DEBBIE ELLIOTT, host:
From NPR News, this is ALL THINGS CONSIDERED. I'm Debbie Elliott.
Along the Gulf coasts of Texas and Louisiana today, authorities are getting a clearer picture of Hurricane Rita's impact, and they're working to restore essential services, like water and sewer, so evacuees can return home. In Texas, Governor Rick Perry asked residents who had fled to stay put for now. Tanker trucks are restocking gas stations that ran dry when an estimated two million people took to the highways to escape the storm. Perry flew over Beaumont and other hard-hit areas today. He told CBS "Face the Nation" that the early assessment of the state's oil and gas facilities was hopeful.
(Soundbite of "Face the Nation")
Governor RICK PERRY (Republican, Texas): It appears that we dodged the bullet on the petroleum and the chemical industry and our refining industry. You know, a lot of residential homes, commercial damage, roofs, but no major type of structural damage like you saw over in Mississippi.
ELLIOTT: Like the governor, many storm victims are evaluating the damage by Hurricane Katrina standards. NPR's Alix Spiegel has this report from Port Arthur, Texas.
ALIX SPIEGEL reporting:
Tony Rose(ph) rode out the storm in his home on the west side of Port Arthur. And he says that his small wooden house was literally leaning from the pressure of the wind until about 1 AM Saturday morning, when everything suddenly fell silent. He's heard that the eye of the storm passed closer to Lake Charles but believes that the eye passed right over him as well.
Mr. TONY ROSE: I walked outside, and it was like the weather stopped like that, like the snap of a finger. And when I came out, I could see straight in the sky. And before that, it was--you couldn't see your hand in front of your face. I mean, it was like the dead of night. You could look right up in the sky. It was like a hole. You could see where it was dividing. It was so pretty. You could see everything all back over there.
SPIEGEL: Tony has spent the last day cleaning his home. His roof has some damage, and the garage was pushed off its cement block, but in general he says that things could have been a lot worse. He lives 10 blocks from Port Arthur's seawall, and his home would have been ruined if the wall hadn't held, but it did.
Mr. ROSE: This guy on the corner over here--Right?--the brick house, he didn't get no damage, none. And talking to people around, it was not bad. It's not bad.
SPIEGEL: But while Katrina-level disaster was averted, there's still a lot to do before the town gets back on its feet. Trees and power lines are down all over the city. There are areas of flooding, no electricity and no running water. Last night Mayor Oscar Ortiz lost his own home to a fire that was impossible to stop because the city had no services. This morning he looked tired but was trying to put on a good face.

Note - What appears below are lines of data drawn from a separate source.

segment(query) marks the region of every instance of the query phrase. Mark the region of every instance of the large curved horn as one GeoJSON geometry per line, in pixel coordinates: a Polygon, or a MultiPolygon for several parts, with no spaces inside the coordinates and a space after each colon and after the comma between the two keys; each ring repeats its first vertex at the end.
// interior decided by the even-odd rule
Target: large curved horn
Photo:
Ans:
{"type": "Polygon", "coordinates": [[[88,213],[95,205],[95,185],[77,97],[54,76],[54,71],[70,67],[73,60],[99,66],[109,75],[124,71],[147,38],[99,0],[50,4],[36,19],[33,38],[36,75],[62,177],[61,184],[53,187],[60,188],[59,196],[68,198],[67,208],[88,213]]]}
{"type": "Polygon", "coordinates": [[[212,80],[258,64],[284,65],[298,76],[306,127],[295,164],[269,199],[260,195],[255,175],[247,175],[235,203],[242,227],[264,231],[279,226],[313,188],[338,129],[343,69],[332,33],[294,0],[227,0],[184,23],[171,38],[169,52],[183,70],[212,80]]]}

Mayor OSCAR ORTIZ (Port Arthur, Texas): Well, I'm feeling torn between my city and my house. I can't do anything for my house because, you know, I got toa be here to command this thing. So I can't let the people of Port Arthur know how I really feel. That wouldn't help them any. A lot of them are trying to get back in town, and we're saying, `You can't come back in town.' And they're frustrated, and I understand that. They're mad at me. But I can't let them back in for their own safety. I mean, until we clear the roads, I mean, hardly even us can get through there.
SPIEGEL: The mayor says that it might take up to a month to clear roads and restore power, and until that time he's ordered residents of Port Arthur not to return. This has caused hard feelings because many want to assess the damage to their homes and begin the rebuilding process. Mayor Ortiz says that last night one resident cursed him out over his decision.
Mayor ORTIZ: Well, he says that he wanted to come in and see his house. I said, `It doesn't do you no good.' I said, `We have no water. We have no sewer. We have no electricity. We have no telephones. Why do you want to just come in here and get in our way?' Well, he was determined. I said, `Well, I'm just as determined to keep you out, you know, 'cause I'll have you arrested.'
SPIEGEL: How many residents will heed his warning will be determined in the days to come. Alix Spiegel, NPR News, Port Arthur.